C'est dur d'avoir un avis sur Death Stranding. C'est un jeu qui fait beaucoup de choses mal, genre vraiment mal, et qui a au final assez peu de qualités. Mais les qualités que le jeu a ont tellement d'ampleur, et nous marquent tellement plus qu'elles ne devraient, qu'on se retrouve a vraiment aimé un jeu parfois médiocre sans complètement comprendre pourquoi.


Je pense que c'est inutile aujourd'hui de l'expliquer, mais Death Stranding est un jeu où on marche. On marche beaucoup. Parfois on grimpe des rochers, parfois des échelles, parfois on descend une corde, parfois on peut faire maladroitement du skate ou faire l'erreur d'utiliser un véhicule sur autre chose qu'une route. Ici, le cœur du jeu, c'est le déplacement. C'est assez culoté, non pas parce qu'il serait le seul à le faire hein, (le déplacement est également le cœur de jeu de tous les Mario et autres plateformers) mais parce que le créateur du jeu est quand même quelqu'un qui avant nous faisait infiltrer des bases militaires et combattre des méchas au bazooka. Et je trouve que faire ce choix de design risqué dans l'industrie du triple A est assez bluffant.


Donc du coup on est une sorte de facteur tout terrain qui doit livrer des trucs et on se déplace, mais est-ce que c'est bien ? Non, mais surtout oui. Prenons l'exemple de Mario 64, où on se déplace pas mal aussi.
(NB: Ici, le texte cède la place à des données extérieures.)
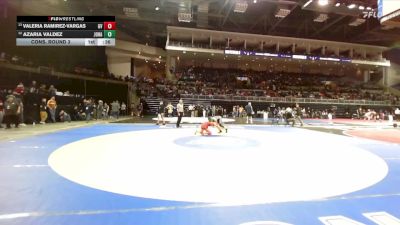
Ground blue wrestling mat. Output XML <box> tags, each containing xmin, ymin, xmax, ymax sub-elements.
<box><xmin>0</xmin><ymin>124</ymin><xmax>400</xmax><ymax>225</ymax></box>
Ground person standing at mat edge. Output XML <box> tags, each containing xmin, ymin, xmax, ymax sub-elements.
<box><xmin>245</xmin><ymin>102</ymin><xmax>254</xmax><ymax>123</ymax></box>
<box><xmin>176</xmin><ymin>99</ymin><xmax>183</xmax><ymax>128</ymax></box>
<box><xmin>157</xmin><ymin>101</ymin><xmax>165</xmax><ymax>125</ymax></box>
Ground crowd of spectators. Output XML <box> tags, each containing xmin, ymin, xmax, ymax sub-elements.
<box><xmin>135</xmin><ymin>67</ymin><xmax>399</xmax><ymax>104</ymax></box>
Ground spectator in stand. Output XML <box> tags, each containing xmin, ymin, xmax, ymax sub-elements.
<box><xmin>103</xmin><ymin>103</ymin><xmax>110</xmax><ymax>119</ymax></box>
<box><xmin>394</xmin><ymin>108</ymin><xmax>400</xmax><ymax>121</ymax></box>
<box><xmin>48</xmin><ymin>85</ymin><xmax>57</xmax><ymax>97</ymax></box>
<box><xmin>96</xmin><ymin>100</ymin><xmax>104</xmax><ymax>119</ymax></box>
<box><xmin>245</xmin><ymin>102</ymin><xmax>254</xmax><ymax>123</ymax></box>
<box><xmin>166</xmin><ymin>102</ymin><xmax>174</xmax><ymax>117</ymax></box>
<box><xmin>13</xmin><ymin>91</ymin><xmax>26</xmax><ymax>126</ymax></box>
<box><xmin>59</xmin><ymin>109</ymin><xmax>71</xmax><ymax>122</ymax></box>
<box><xmin>0</xmin><ymin>96</ymin><xmax>4</xmax><ymax>128</ymax></box>
<box><xmin>21</xmin><ymin>88</ymin><xmax>40</xmax><ymax>125</ymax></box>
<box><xmin>157</xmin><ymin>101</ymin><xmax>165</xmax><ymax>125</ymax></box>
<box><xmin>111</xmin><ymin>101</ymin><xmax>120</xmax><ymax>119</ymax></box>
<box><xmin>14</xmin><ymin>82</ymin><xmax>25</xmax><ymax>95</ymax></box>
<box><xmin>47</xmin><ymin>96</ymin><xmax>57</xmax><ymax>123</ymax></box>
<box><xmin>4</xmin><ymin>95</ymin><xmax>21</xmax><ymax>129</ymax></box>
<box><xmin>39</xmin><ymin>98</ymin><xmax>47</xmax><ymax>124</ymax></box>
<box><xmin>28</xmin><ymin>80</ymin><xmax>39</xmax><ymax>94</ymax></box>
<box><xmin>138</xmin><ymin>102</ymin><xmax>144</xmax><ymax>117</ymax></box>
<box><xmin>39</xmin><ymin>84</ymin><xmax>48</xmax><ymax>96</ymax></box>
<box><xmin>83</xmin><ymin>99</ymin><xmax>93</xmax><ymax>122</ymax></box>
<box><xmin>121</xmin><ymin>102</ymin><xmax>126</xmax><ymax>116</ymax></box>
<box><xmin>176</xmin><ymin>99</ymin><xmax>184</xmax><ymax>128</ymax></box>
<box><xmin>71</xmin><ymin>105</ymin><xmax>81</xmax><ymax>121</ymax></box>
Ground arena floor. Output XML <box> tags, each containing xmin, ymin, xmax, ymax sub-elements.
<box><xmin>0</xmin><ymin>119</ymin><xmax>400</xmax><ymax>225</ymax></box>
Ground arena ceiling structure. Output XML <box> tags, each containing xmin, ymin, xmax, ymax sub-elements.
<box><xmin>6</xmin><ymin>0</ymin><xmax>400</xmax><ymax>47</ymax></box>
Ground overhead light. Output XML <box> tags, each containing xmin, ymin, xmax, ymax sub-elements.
<box><xmin>349</xmin><ymin>18</ymin><xmax>365</xmax><ymax>27</ymax></box>
<box><xmin>233</xmin><ymin>0</ymin><xmax>248</xmax><ymax>13</ymax></box>
<box><xmin>178</xmin><ymin>12</ymin><xmax>193</xmax><ymax>23</ymax></box>
<box><xmin>314</xmin><ymin>13</ymin><xmax>328</xmax><ymax>23</ymax></box>
<box><xmin>302</xmin><ymin>0</ymin><xmax>313</xmax><ymax>8</ymax></box>
<box><xmin>318</xmin><ymin>0</ymin><xmax>329</xmax><ymax>6</ymax></box>
<box><xmin>275</xmin><ymin>8</ymin><xmax>290</xmax><ymax>18</ymax></box>
<box><xmin>347</xmin><ymin>4</ymin><xmax>356</xmax><ymax>9</ymax></box>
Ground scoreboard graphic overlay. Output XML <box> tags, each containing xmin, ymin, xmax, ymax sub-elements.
<box><xmin>16</xmin><ymin>16</ymin><xmax>116</xmax><ymax>46</ymax></box>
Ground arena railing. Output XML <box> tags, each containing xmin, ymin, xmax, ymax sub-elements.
<box><xmin>181</xmin><ymin>94</ymin><xmax>392</xmax><ymax>106</ymax></box>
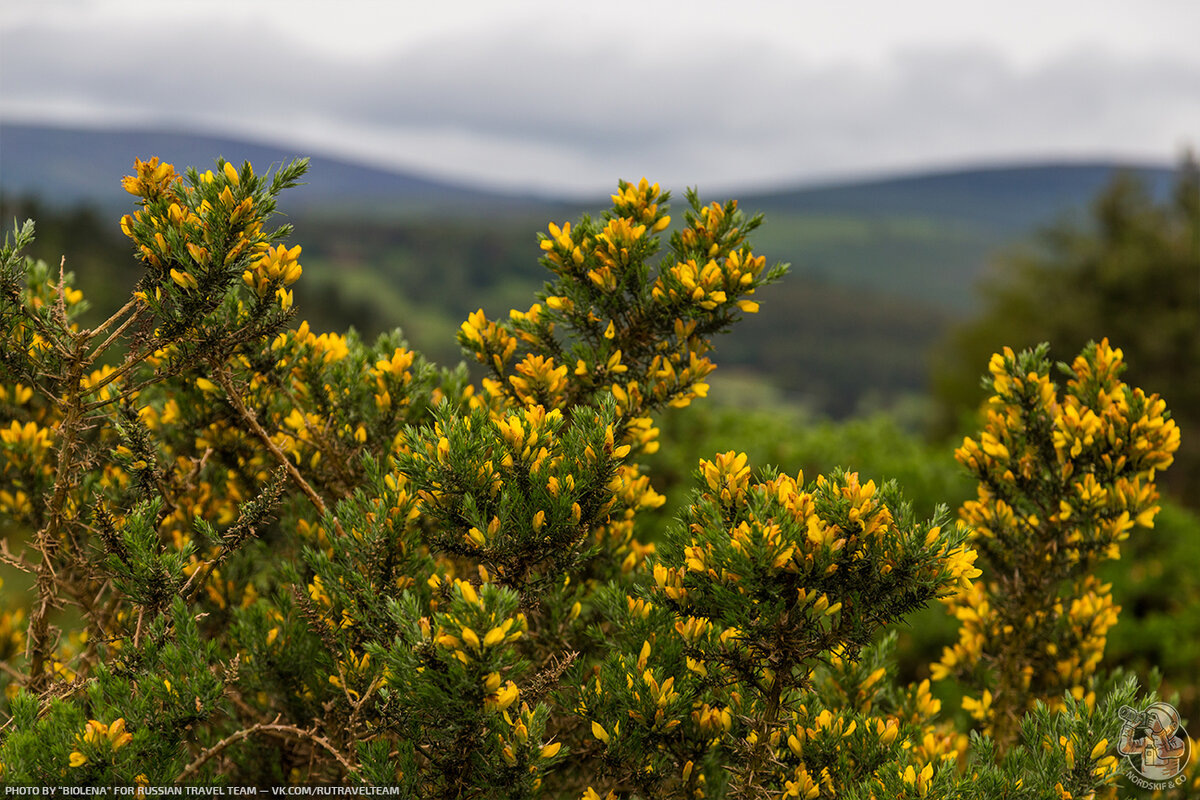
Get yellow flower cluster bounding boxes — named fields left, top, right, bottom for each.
left=70, top=718, right=133, bottom=766
left=121, top=158, right=277, bottom=308
left=931, top=339, right=1180, bottom=742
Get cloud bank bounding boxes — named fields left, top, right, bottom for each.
left=0, top=10, right=1200, bottom=193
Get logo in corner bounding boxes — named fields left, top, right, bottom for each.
left=1117, top=703, right=1192, bottom=789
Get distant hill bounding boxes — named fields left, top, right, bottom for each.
left=0, top=122, right=1172, bottom=226
left=745, top=162, right=1175, bottom=234
left=0, top=124, right=561, bottom=215
left=0, top=125, right=1174, bottom=416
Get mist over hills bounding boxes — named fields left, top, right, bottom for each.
left=0, top=122, right=1174, bottom=226
left=0, top=125, right=1175, bottom=416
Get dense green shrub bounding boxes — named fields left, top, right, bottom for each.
left=0, top=154, right=1178, bottom=800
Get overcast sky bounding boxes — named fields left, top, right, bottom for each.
left=0, top=0, right=1200, bottom=193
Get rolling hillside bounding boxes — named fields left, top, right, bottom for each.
left=0, top=125, right=1172, bottom=416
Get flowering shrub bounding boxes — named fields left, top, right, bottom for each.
left=0, top=160, right=1178, bottom=800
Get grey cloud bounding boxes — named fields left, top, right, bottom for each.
left=0, top=15, right=1200, bottom=194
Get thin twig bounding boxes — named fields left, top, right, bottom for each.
left=214, top=368, right=346, bottom=536
left=175, top=716, right=354, bottom=784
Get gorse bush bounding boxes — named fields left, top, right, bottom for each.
left=0, top=160, right=1178, bottom=800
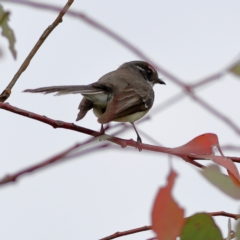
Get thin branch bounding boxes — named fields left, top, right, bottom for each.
left=207, top=211, right=240, bottom=220
left=100, top=211, right=240, bottom=240
left=0, top=139, right=107, bottom=185
left=0, top=0, right=74, bottom=102
left=3, top=0, right=240, bottom=135
left=100, top=226, right=152, bottom=240
left=0, top=102, right=240, bottom=164
left=190, top=71, right=226, bottom=89
left=189, top=91, right=240, bottom=135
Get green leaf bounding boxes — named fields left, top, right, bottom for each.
left=180, top=213, right=223, bottom=240
left=200, top=165, right=240, bottom=199
left=0, top=5, right=17, bottom=59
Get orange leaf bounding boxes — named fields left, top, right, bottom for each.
left=152, top=170, right=185, bottom=240
left=173, top=133, right=219, bottom=160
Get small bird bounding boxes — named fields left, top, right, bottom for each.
left=24, top=61, right=165, bottom=147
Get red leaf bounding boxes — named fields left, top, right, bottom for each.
left=212, top=156, right=240, bottom=186
left=152, top=170, right=185, bottom=240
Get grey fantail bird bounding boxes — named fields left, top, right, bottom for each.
left=24, top=61, right=165, bottom=146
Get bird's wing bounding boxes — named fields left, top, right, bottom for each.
left=98, top=86, right=154, bottom=124
left=23, top=84, right=106, bottom=96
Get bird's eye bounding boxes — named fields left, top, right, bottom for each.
left=146, top=68, right=153, bottom=76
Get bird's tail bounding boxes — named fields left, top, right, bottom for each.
left=23, top=85, right=103, bottom=96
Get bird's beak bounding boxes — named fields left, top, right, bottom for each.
left=156, top=78, right=166, bottom=85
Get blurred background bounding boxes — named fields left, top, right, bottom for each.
left=0, top=0, right=240, bottom=240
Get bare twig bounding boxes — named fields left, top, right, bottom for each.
left=0, top=139, right=107, bottom=185
left=2, top=0, right=240, bottom=135
left=100, top=211, right=240, bottom=240
left=207, top=211, right=240, bottom=220
left=100, top=226, right=152, bottom=240
left=0, top=0, right=74, bottom=102
left=0, top=102, right=240, bottom=165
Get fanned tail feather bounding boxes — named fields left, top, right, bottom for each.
left=23, top=85, right=104, bottom=96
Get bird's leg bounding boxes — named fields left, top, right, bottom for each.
left=100, top=124, right=105, bottom=134
left=98, top=124, right=105, bottom=141
left=131, top=122, right=142, bottom=152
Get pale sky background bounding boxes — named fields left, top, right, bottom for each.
left=0, top=0, right=240, bottom=240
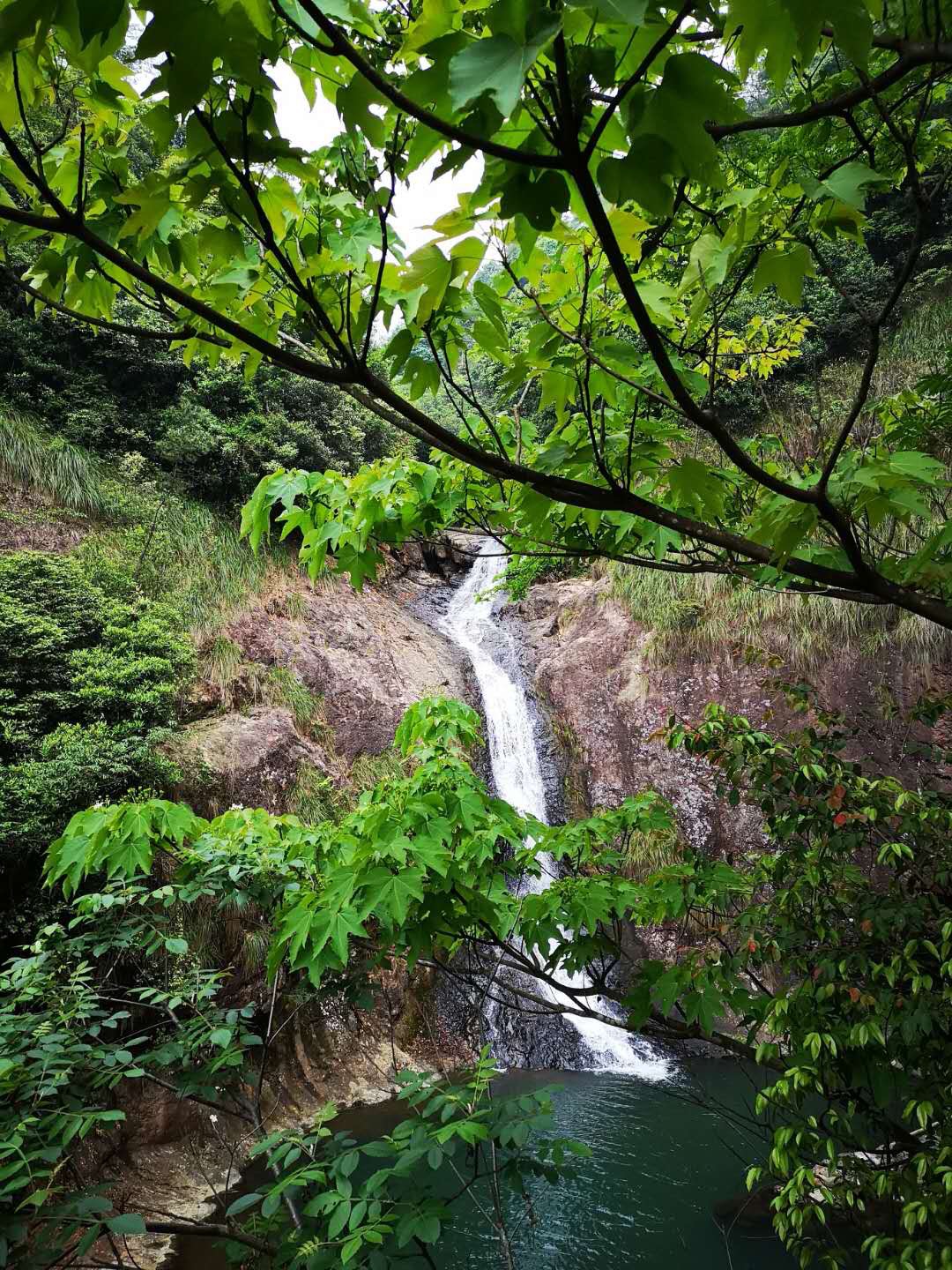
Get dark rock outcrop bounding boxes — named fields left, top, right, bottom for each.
left=516, top=578, right=949, bottom=851
left=228, top=578, right=477, bottom=761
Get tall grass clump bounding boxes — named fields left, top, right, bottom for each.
left=604, top=563, right=952, bottom=673
left=0, top=410, right=107, bottom=513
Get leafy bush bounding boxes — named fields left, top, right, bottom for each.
left=500, top=555, right=582, bottom=602
left=0, top=287, right=407, bottom=503
left=0, top=551, right=193, bottom=919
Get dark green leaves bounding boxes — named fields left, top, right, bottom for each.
left=750, top=243, right=816, bottom=305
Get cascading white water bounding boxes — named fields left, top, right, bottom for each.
left=439, top=541, right=670, bottom=1080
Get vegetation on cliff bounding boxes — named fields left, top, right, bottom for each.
left=0, top=0, right=952, bottom=1270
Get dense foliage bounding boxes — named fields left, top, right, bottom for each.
left=0, top=0, right=952, bottom=1270
left=0, top=551, right=194, bottom=947
left=7, top=701, right=952, bottom=1267
left=0, top=286, right=411, bottom=504
left=0, top=0, right=952, bottom=614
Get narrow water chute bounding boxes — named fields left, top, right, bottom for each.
left=439, top=540, right=670, bottom=1080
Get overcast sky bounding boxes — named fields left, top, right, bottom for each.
left=271, top=63, right=482, bottom=251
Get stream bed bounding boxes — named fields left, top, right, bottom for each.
left=165, top=1059, right=794, bottom=1270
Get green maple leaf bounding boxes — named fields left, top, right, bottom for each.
left=450, top=19, right=560, bottom=118
left=750, top=243, right=816, bottom=305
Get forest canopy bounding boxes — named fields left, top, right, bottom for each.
left=0, top=0, right=952, bottom=614
left=0, top=7, right=952, bottom=1270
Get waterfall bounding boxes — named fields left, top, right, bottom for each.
left=439, top=541, right=670, bottom=1080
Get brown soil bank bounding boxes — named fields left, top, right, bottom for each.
left=514, top=578, right=948, bottom=851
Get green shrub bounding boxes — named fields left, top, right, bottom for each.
left=0, top=551, right=194, bottom=914
left=500, top=557, right=580, bottom=601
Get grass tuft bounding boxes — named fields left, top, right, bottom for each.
left=604, top=563, right=952, bottom=673
left=0, top=410, right=107, bottom=513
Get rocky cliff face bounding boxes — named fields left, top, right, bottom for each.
left=511, top=578, right=944, bottom=851
left=179, top=559, right=473, bottom=813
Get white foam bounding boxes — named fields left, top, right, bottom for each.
left=439, top=540, right=672, bottom=1080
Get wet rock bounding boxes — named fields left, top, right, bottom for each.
left=175, top=706, right=344, bottom=815
left=516, top=578, right=944, bottom=852
left=227, top=578, right=477, bottom=761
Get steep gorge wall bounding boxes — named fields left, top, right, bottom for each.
left=510, top=578, right=944, bottom=851
left=179, top=559, right=475, bottom=813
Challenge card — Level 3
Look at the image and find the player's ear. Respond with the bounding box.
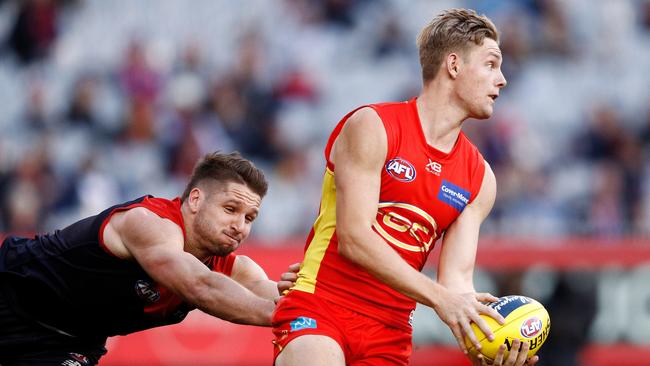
[445,52,460,79]
[187,187,204,213]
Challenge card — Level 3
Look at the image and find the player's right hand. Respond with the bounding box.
[278,262,300,295]
[434,290,505,354]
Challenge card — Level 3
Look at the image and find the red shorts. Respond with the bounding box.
[272,290,411,366]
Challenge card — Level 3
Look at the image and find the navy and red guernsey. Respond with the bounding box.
[0,196,235,337]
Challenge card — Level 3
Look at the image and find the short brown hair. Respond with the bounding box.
[417,9,499,82]
[181,151,268,201]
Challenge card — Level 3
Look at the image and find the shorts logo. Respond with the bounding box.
[290,316,316,332]
[386,158,416,182]
[520,317,542,338]
[135,280,160,303]
[438,179,472,212]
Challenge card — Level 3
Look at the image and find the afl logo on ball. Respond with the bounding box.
[521,317,543,338]
[135,280,160,303]
[386,158,416,182]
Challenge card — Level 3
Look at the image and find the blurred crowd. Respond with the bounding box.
[0,0,650,243]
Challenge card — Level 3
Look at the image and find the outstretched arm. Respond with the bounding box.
[230,255,300,301]
[104,207,275,326]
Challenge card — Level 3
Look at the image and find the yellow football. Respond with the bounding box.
[465,295,551,362]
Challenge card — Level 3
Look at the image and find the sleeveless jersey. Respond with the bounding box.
[0,196,235,337]
[294,99,485,331]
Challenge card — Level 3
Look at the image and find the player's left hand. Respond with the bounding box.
[471,339,539,366]
[278,263,300,295]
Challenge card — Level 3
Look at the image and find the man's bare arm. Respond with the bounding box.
[438,162,503,350]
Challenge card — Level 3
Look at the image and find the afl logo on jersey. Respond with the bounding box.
[386,158,416,182]
[135,280,160,303]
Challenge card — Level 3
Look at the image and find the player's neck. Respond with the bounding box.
[181,204,210,262]
[416,85,467,153]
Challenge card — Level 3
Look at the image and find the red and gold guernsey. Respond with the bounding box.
[294,99,485,331]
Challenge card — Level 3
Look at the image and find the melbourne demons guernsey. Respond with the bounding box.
[294,99,485,331]
[0,196,235,338]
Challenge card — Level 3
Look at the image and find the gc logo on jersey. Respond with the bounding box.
[372,202,438,253]
[386,158,416,182]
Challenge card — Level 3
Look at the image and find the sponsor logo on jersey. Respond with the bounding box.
[425,159,442,175]
[135,280,160,303]
[520,316,543,338]
[289,316,316,332]
[438,179,472,212]
[386,158,417,182]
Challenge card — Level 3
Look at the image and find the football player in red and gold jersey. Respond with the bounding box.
[273,9,537,366]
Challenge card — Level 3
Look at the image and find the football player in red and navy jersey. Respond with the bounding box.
[273,9,538,366]
[0,153,297,366]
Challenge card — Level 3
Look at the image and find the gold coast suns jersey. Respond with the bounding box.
[294,99,485,331]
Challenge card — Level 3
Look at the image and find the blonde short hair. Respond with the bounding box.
[417,9,499,82]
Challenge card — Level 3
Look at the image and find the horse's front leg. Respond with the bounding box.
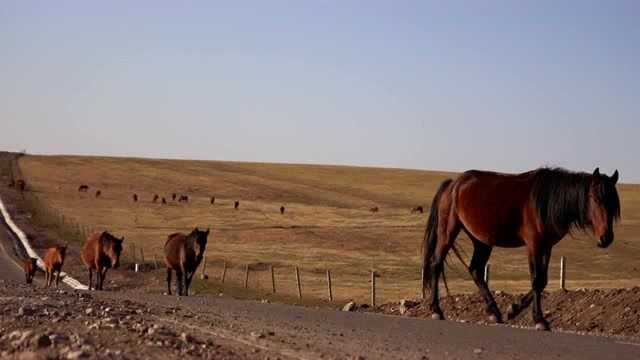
[529,249,551,331]
[469,239,503,324]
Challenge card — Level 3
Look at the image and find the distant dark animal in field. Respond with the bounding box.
[80,231,124,290]
[422,168,620,330]
[43,246,67,289]
[16,179,27,192]
[164,228,209,296]
[22,258,38,284]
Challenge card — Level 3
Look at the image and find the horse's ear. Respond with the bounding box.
[611,169,620,185]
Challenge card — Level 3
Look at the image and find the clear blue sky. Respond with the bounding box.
[0,0,640,182]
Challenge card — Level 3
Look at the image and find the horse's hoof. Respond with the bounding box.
[536,322,551,331]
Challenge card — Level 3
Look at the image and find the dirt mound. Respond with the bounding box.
[375,287,640,338]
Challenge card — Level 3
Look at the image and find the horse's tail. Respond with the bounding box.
[421,179,453,298]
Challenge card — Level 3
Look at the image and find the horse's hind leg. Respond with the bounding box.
[529,248,551,331]
[176,271,184,296]
[469,236,502,324]
[167,268,171,295]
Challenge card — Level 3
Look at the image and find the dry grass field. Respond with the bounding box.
[13,156,640,301]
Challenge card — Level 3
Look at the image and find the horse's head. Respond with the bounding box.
[588,168,620,248]
[104,234,124,269]
[192,228,209,257]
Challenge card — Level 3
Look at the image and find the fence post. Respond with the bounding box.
[327,269,333,301]
[269,265,276,294]
[484,263,491,287]
[220,261,227,284]
[296,266,302,299]
[244,264,249,289]
[371,270,376,308]
[560,256,567,290]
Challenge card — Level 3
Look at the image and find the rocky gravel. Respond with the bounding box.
[0,280,264,359]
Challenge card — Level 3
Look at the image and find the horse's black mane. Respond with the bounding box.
[532,168,620,234]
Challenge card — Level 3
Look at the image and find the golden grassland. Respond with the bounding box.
[19,156,640,301]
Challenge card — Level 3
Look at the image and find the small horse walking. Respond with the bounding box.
[43,246,67,289]
[80,231,124,290]
[164,228,209,296]
[22,257,38,284]
[422,168,620,330]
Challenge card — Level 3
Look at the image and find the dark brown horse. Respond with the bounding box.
[422,168,620,330]
[22,258,38,284]
[43,246,67,289]
[164,228,209,296]
[80,231,124,290]
[411,205,424,214]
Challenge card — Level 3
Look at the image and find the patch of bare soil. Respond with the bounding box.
[373,287,640,338]
[0,280,264,359]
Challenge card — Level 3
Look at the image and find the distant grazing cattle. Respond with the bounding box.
[44,246,67,289]
[22,257,38,284]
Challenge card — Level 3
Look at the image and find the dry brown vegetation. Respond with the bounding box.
[19,156,640,301]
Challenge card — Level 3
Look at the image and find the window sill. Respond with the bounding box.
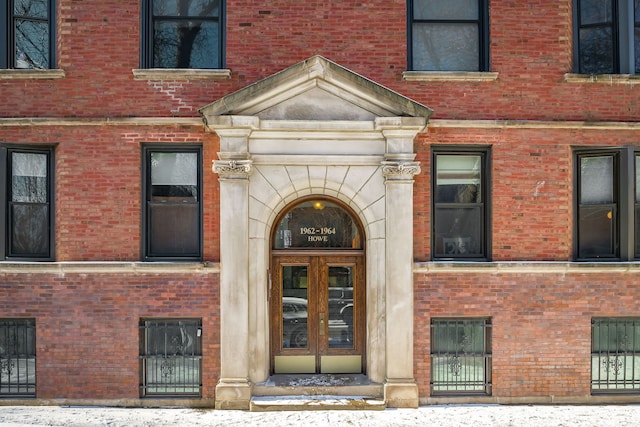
[564,73,640,84]
[0,68,65,80]
[402,71,498,82]
[132,68,231,80]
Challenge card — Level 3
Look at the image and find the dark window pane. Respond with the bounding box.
[153,0,220,17]
[412,23,480,71]
[149,203,200,256]
[435,207,484,257]
[9,204,49,257]
[580,156,614,205]
[153,20,219,68]
[580,27,614,74]
[578,205,616,258]
[580,0,613,25]
[11,153,48,203]
[413,0,479,20]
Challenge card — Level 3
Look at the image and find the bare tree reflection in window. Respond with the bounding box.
[153,0,220,68]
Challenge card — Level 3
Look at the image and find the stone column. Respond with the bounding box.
[213,130,252,410]
[382,150,420,408]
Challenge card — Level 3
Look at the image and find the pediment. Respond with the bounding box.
[200,56,433,122]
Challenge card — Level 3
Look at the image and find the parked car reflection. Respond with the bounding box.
[282,297,353,348]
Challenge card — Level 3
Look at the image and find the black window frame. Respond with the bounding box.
[591,317,640,395]
[0,0,56,70]
[0,145,55,261]
[139,317,203,398]
[431,146,491,261]
[0,318,37,399]
[573,146,640,261]
[141,144,204,261]
[573,0,640,75]
[430,317,493,396]
[140,0,226,70]
[407,0,491,72]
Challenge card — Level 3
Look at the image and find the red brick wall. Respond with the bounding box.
[0,272,220,399]
[0,125,220,261]
[0,0,640,121]
[414,270,640,397]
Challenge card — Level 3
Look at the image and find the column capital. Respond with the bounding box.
[381,160,420,181]
[212,159,253,179]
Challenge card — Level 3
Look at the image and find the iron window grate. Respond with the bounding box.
[0,319,36,397]
[140,319,202,397]
[431,319,491,395]
[591,319,640,394]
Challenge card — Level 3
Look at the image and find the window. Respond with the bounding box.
[407,0,489,71]
[574,0,640,74]
[575,147,640,261]
[432,150,490,259]
[0,319,36,397]
[0,147,54,261]
[431,319,491,395]
[591,319,640,393]
[141,0,224,68]
[143,146,202,260]
[140,319,202,397]
[0,0,55,69]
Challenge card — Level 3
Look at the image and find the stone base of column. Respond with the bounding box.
[216,379,251,411]
[384,380,420,408]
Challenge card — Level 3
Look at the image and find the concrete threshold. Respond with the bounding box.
[249,395,386,412]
Dans Mario 64, on peut sauter, faire un triple saut, faire un saut en longueur, sauter et rebondir sur les murs, faire un salto arrière, marcher, courir, plonger... Il y a vraiment toute une palette de mouvements à notre disposition pour nous laisser nous exprimer. Dans Death Stranding, on peut marcher, courir, retrouver son équilibre en martelant des gâchettes, grimper sur des trucs... et c'est à peu près tout. Le système de grimpe est archi mal foutu, ce qui là fout un peu mal dans un monde assez porté sur la verticalité. Les touches pour garder l'équilibre règle à peu près toutes les situations et nous ralentissent à peine, ce qui fait que c'est une option qu'on utilise un peu tout le temps plutôt que de manière réfléchie. Bref, n'espérez pas exprimer votre créativité dans ce jeu, parce que vous êtes super limité.


Mais alors comment ça se fait que c'est bien ?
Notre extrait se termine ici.